Silvio Berlusconi anunciou nesta segunda-feira ter chegado a acordo com a Liga Norte para uma candidatura conjunta às legislativas de Fevereiro em Itália, uma aliança que segundo as sondagens pode reunir perto de 30% dos votos, deixando mais incerto o desfecho das eleições.

 “Habemus papam”, disse o ex-primeiro italiano e líder do Povo da Liberdade (PdL) numa entrevista à estação RTL, numa referência ao acordo, ainda há umas semanas considerado improvável, com o seu antigo parceiro de coligação. Foi o afastamento da Liga Norte que, no Outono de 2011, precipitou a queda do Governo de Berlusconi, então mergulhado em escândalos sexuais e processos judiciais.
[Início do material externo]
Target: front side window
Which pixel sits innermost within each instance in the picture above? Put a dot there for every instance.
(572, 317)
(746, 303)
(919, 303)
Com Itália sob a mira dos especuladores, Mario Monti assumiu a chefia de um governo tecnocrático, com o apoio de todos os partidos, à excepção da Liga Norte.

Agora regressado à política, Berlusconi explicou que não ficou ainda decidido quem é o candidato da aliança de direita ao cargo de primeiro-ministro – “Decidiremos quando ganharmos” –, mas deu a entender que deseja para si um outro posto: o secretário-geral do PdL, Angelino Alfano “poderá ser o nosso candidato a presidente [do Conselho] e eu poderei talvez ser o ministro da Economia”.

Para já, acrescentou, o que foi decidido é que será ele a encabeçar a coligação – “serei o líder dos moderados” – e que o líder da Liga, o seu antigo ministro do Interior Roberto Maroni, contará com o apoio do PdL nas eleições regionais na Lombardia, que se realizam em simultâneo com as legislativas depois de o executivo local ter caído na sequência de um escândalo financeiro.

Com esta aliança, Berlusconi espera tornar-se uma ameaça séria ao Partido Democrático, a formação de centro-esquerda que, até agora, liderava destacado as sondagens. Segundo um estudo publicado ontem, a formação liderada por Pier Luigi Bersani reúne entre 32 a 33% das preferências (que sobem para 38 a 39% quando contados os votos de possíveis aliados), enquanto o PdL não ia além dos 17 a 19%, ainda assim acima dos 14 a 15% atribuídos à aliança centrista liderada por Mario Monti. Apesar de a vantagem da esquerda se manter, as duas alianças à sua direita continuam a subir nas intenções de voto e, segundo os peritos, uma aliança entre Berlusconi e o partido xenófobo poderá chegar aos 28%.